ベントレー・コンチネンタル・フライングスパー

BENTLEY CONTINENTAL FLYING SPUR

由緒正しき掟破り

コンチネンタルGTに続く、ベントレーとVWのコラボレーション第2弾、コンチネンタル・フライングスパーの試乗会がイタリア・ベネチアを基点に開催された。そのネーミングは1957年に発表された同名サルーンに由来するが、約48年の年月を経て蘇った21世紀版フライングスパーは、果たしていかなるパフォーマンスを披露してくれるのだろうか。

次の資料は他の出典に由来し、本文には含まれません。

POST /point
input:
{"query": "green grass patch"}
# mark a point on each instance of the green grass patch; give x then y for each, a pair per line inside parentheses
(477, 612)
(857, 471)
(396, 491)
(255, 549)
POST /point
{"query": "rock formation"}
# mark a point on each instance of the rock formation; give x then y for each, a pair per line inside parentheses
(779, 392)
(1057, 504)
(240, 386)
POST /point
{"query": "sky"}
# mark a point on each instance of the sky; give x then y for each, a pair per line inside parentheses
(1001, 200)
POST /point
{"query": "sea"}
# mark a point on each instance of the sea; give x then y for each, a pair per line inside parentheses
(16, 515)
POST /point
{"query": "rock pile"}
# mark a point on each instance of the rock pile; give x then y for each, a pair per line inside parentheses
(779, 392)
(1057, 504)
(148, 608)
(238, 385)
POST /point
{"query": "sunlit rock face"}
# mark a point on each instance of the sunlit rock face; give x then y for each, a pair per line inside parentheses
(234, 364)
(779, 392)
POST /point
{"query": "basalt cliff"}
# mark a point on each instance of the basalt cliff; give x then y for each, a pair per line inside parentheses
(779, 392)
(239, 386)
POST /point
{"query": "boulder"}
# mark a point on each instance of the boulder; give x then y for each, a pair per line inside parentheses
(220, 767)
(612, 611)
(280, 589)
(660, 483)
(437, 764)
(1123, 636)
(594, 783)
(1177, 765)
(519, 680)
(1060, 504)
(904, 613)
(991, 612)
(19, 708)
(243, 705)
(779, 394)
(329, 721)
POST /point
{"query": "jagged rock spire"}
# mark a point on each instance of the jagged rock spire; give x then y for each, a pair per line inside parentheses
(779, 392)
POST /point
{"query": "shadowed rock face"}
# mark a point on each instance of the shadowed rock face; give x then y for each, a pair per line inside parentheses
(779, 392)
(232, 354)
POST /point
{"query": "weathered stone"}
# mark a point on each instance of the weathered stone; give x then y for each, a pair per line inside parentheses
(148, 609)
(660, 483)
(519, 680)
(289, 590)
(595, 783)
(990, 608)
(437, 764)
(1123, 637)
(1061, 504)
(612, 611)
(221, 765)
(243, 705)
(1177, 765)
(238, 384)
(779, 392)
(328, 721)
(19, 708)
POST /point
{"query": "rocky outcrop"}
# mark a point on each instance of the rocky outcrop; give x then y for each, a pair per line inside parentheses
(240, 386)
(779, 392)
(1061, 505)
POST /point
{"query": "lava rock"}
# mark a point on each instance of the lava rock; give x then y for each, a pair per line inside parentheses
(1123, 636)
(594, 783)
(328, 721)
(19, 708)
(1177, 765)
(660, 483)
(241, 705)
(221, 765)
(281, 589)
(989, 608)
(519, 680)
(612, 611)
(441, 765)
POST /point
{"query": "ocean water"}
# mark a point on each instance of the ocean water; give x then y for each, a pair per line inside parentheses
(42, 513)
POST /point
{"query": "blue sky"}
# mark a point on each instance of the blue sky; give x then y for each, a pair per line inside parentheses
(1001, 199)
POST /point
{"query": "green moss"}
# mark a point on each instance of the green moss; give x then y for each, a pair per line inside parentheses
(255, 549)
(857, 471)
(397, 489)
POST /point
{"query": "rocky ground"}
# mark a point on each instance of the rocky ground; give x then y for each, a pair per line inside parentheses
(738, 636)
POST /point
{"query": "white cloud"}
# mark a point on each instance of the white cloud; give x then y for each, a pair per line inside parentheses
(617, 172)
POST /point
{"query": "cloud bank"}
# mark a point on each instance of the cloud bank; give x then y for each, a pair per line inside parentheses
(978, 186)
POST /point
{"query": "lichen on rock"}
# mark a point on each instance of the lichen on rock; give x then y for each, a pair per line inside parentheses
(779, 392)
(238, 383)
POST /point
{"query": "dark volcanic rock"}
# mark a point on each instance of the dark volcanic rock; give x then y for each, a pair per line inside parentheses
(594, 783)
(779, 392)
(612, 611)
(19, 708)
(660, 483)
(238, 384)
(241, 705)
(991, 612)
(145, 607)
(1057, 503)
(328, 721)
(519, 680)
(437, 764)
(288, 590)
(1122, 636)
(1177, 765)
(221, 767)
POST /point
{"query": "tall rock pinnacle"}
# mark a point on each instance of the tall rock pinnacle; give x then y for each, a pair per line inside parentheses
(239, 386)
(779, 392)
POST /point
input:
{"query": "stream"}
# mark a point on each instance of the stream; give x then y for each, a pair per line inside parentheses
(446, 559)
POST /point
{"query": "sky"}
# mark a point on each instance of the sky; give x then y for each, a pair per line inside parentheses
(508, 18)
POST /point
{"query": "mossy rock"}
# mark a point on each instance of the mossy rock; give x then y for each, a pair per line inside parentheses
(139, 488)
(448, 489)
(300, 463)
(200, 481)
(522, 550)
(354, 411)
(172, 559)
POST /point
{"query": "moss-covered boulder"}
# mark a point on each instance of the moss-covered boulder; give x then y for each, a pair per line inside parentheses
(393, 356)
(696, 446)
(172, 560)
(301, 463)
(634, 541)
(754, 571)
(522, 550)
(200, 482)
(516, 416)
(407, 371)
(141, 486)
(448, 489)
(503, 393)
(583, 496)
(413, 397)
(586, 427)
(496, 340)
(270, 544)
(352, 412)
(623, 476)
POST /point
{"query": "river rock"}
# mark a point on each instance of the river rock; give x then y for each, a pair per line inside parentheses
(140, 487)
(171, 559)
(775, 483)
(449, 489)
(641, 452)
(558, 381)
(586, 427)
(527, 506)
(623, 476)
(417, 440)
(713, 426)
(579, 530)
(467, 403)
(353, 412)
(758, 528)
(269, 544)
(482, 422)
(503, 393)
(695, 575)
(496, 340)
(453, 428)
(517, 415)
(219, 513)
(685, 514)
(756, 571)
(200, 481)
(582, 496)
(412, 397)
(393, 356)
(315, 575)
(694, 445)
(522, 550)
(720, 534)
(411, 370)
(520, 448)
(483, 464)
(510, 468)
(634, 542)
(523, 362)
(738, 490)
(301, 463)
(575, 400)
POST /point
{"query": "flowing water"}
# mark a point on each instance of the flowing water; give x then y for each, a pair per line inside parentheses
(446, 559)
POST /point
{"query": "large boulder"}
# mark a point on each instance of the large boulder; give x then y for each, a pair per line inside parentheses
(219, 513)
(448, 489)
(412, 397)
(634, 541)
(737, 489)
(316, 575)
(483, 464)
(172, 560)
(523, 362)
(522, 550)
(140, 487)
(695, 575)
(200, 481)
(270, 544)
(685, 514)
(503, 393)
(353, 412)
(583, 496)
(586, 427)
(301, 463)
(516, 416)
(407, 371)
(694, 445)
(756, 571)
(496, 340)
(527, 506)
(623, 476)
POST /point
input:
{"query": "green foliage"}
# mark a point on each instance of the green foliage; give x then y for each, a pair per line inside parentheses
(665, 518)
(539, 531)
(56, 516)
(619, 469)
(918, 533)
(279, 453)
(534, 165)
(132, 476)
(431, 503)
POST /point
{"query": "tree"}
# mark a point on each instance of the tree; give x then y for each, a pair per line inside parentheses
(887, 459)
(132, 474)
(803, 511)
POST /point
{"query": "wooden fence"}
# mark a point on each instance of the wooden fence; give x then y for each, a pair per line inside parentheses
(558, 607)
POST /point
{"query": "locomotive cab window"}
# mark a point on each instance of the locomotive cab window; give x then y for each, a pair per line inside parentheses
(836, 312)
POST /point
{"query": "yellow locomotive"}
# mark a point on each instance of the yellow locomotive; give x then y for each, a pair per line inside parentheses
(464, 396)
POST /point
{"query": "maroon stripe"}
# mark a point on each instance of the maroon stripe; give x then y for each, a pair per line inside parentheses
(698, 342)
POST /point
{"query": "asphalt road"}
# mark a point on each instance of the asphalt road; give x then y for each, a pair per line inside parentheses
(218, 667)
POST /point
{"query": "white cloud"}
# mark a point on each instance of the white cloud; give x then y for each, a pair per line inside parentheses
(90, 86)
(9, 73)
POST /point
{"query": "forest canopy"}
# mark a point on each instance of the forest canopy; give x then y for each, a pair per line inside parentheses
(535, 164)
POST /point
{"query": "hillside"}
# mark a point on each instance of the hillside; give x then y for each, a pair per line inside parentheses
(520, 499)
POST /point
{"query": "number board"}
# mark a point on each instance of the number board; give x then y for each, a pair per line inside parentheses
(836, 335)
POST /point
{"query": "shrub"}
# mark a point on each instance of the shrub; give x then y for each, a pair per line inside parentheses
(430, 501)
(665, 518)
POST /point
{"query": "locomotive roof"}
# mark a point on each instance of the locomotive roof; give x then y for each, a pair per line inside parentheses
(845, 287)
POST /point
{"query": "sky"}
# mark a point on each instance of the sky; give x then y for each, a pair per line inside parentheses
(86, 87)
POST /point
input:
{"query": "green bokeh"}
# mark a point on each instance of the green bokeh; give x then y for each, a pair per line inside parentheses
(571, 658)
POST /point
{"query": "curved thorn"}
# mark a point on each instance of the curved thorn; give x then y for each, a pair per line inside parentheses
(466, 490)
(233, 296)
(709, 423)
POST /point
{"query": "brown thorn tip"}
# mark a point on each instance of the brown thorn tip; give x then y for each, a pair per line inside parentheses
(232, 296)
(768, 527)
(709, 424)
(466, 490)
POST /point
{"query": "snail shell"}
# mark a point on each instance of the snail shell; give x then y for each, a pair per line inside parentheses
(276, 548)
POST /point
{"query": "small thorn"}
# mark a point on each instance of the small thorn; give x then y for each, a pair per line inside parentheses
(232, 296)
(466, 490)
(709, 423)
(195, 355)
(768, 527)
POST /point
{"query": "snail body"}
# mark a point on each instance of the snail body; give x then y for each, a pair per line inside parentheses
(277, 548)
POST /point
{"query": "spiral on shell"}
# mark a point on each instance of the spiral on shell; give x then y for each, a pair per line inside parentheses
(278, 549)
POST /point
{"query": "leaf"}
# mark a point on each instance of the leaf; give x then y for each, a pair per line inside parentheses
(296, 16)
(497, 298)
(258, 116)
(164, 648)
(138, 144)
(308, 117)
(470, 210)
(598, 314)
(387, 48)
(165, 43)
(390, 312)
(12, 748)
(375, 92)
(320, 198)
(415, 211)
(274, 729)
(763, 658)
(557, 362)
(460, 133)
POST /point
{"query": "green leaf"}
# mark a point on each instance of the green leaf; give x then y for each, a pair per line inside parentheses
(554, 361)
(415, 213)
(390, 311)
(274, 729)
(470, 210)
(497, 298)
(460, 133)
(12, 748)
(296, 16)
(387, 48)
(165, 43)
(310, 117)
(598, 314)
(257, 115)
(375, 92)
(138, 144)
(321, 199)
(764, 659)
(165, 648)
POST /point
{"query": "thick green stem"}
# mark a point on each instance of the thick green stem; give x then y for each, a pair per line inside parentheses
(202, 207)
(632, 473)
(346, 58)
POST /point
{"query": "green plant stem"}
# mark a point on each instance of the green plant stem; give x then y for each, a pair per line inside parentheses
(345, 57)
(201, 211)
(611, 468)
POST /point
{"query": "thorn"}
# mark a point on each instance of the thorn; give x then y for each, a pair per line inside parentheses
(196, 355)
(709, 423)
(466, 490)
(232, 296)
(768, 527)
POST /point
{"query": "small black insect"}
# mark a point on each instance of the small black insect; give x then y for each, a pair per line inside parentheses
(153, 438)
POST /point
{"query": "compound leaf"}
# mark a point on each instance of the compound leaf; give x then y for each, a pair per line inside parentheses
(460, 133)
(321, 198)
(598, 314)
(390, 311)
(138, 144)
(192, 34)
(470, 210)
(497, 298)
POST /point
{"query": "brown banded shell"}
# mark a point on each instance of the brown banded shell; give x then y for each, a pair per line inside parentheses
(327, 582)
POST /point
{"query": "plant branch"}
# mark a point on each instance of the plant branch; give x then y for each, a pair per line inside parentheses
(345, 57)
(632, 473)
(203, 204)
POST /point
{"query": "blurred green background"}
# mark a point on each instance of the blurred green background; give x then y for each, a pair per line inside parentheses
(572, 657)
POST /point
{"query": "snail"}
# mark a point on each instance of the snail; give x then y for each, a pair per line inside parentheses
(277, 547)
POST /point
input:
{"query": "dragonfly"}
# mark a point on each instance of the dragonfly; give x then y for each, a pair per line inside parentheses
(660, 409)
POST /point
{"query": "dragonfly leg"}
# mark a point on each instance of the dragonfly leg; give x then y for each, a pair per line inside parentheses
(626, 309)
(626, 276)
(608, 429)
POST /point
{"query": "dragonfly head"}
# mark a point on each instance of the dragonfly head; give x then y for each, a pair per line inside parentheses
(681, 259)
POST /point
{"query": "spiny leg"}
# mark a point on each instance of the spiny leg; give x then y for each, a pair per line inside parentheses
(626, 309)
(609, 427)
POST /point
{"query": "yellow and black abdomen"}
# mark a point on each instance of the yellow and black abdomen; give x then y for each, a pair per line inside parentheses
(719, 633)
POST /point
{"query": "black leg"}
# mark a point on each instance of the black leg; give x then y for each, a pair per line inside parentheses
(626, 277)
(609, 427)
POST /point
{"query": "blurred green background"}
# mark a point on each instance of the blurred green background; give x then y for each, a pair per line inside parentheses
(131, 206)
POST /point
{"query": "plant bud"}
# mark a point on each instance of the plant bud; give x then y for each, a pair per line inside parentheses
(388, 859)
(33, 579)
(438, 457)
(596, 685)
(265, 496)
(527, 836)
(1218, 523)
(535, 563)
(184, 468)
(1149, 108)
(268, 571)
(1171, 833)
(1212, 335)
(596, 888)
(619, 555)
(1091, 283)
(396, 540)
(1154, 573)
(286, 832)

リポート|吉田 聡(本誌) フォト|ベントレーモーターズジャパン

常軌を逸するハイパフォーマンス


 このところドイツ勢を中心とする狂気とも思えるほどのハイパワー化の波は、いまや最高級サルーンの世界にまで及んでいるが、その力と技、そして存在感において、目下このコンチネンタル・フライングスパーの右に出る者はいない。
  それもそのはず、ベースは一昨年に登場するや、超絶的なパフォーマンスで我々の度肝を抜いた4座クーペのGTであり、そのホイールベースを320mm延長して全長5.3mのビッグサルーンに仕立てたのがフライングスパー。今回、その最新4ドア・ベントレーを北イタリアで駆り、さて、何からどうお伝えするべきかに逡巡していたのだが、はっきりいって、もはやこのクルマの精神世界は我々の常識を遥かに超えたところにあるといわざるを得ない。
  たとえばその加速感。GTに対して車両重量は+90kg嵩上げされているにも関わらず、アウトストラーダでアクセルペダルを踏みしめた瞬間、「背中がバックレストに押しつけられる」どころではなく、視界が一気に狭まり、その先にあるブラックホールの中に吸い込まれていくような感覚に陥るほど。すなわち、200km/hはほんの通過点であり、速度計の針が250km/hを超えてもなお、アクセルには踏み代が十分に残されているという有り様。だから100km/h巡航など、感覚的には軽くジョギングしているようなものだ。
  GTと共通のパワーユニットは、VWアウディ系のトップモデルにも搭載される、バンク角15度の狭角V6を2基組み合わせた6リッターW12気筒がベース。これを英国クルー工場に送り込んでボルグワーナー製ターボチャージャーを2基装着、結果として560psと66.3kg-mという途方もないパワーとトルクを発揮する。注目すべきは、わずか1600rpmという低回転でピークトルクに達し、そこから6000rpm以上までそれをキープし続けるという超フラットなトルク特性で、実際、どこから踏んでも弓なりの加速が得られるほど全域で力が漲る。もちろん、裏返せばそれだけ扱いやすいということでもあり、トランスミッションはパドルスイッチ付きのティプロトニック6速ATが組み合わされるものの、このエンジンならばギアは4枚でこと足りるはずだ。
  これほどのパンチを路面に伝えるシャシーも基本的にはGTと共通というか、元を正せばVWフェートンのコンポーネンツが多数流用されているのは知ってのとおり。すなわち、駆動方式はトルセン式センターデフと前後LSDの組み合わせによるフルタイム4WDで、前後50対50のトルク配分を基本に、スリップを感知すると適宜必要なトルクを4輪に振り分ける。
  サスペンションも同様で、エアスプリング、ショックアブソーバーともに完全電子制御タイプ。任意にノーマル/コンフォート/スポーツのモードに設定できるほか、車速が250km/h以上に達すると、自動的にフロントが10mm以下、リアが25mm以下に下がって車両を安定方向に導く。ただし、各コンポーネンツはGTから若干の改良が施されており、たとえばリアのサブフレームはスチール製からアルミ製のそれに変更。ボディの大型化とリアパッセンジャーの乗り心地に配慮して剛性アップと軽量化が図られているほか、エアサス自体もややコンフォート方向にチューンされている。
  ちなみに、今回のテストドライブでは、結果的に大部分のルートをスポーツモードで走らせることになった。やや硬めの乗り心地ではあるのだが不快なほどではなく、むしろフロアがフラットに保たれるぶん快適。これもリアコンパートメントならば、また異なる印象を受けたのかもしれないが。
軽量コンパクトなVW製6リッターW12にターボチャージャーを2基装着。エンジン本体は各パーツの状態で英国クルー工場に運び込まれ、ベントレーの熟練工が手作業で組み上げる。
試乗車が履いていたタイヤは275/40ZR19サイズのピレリPゼロ・ロッソ。オプションで専用開発となる275/35ZR20のヨコハマ・アドバンスポーツを選ぶこともできる。
GTに対して50cm長く、9cm高い4ドアボディ。ただし、空力性能はフライングスパーの方が優れており、Cd値はGTの0.33に対して0.31をマーク。車重も+90kgに抑えられている。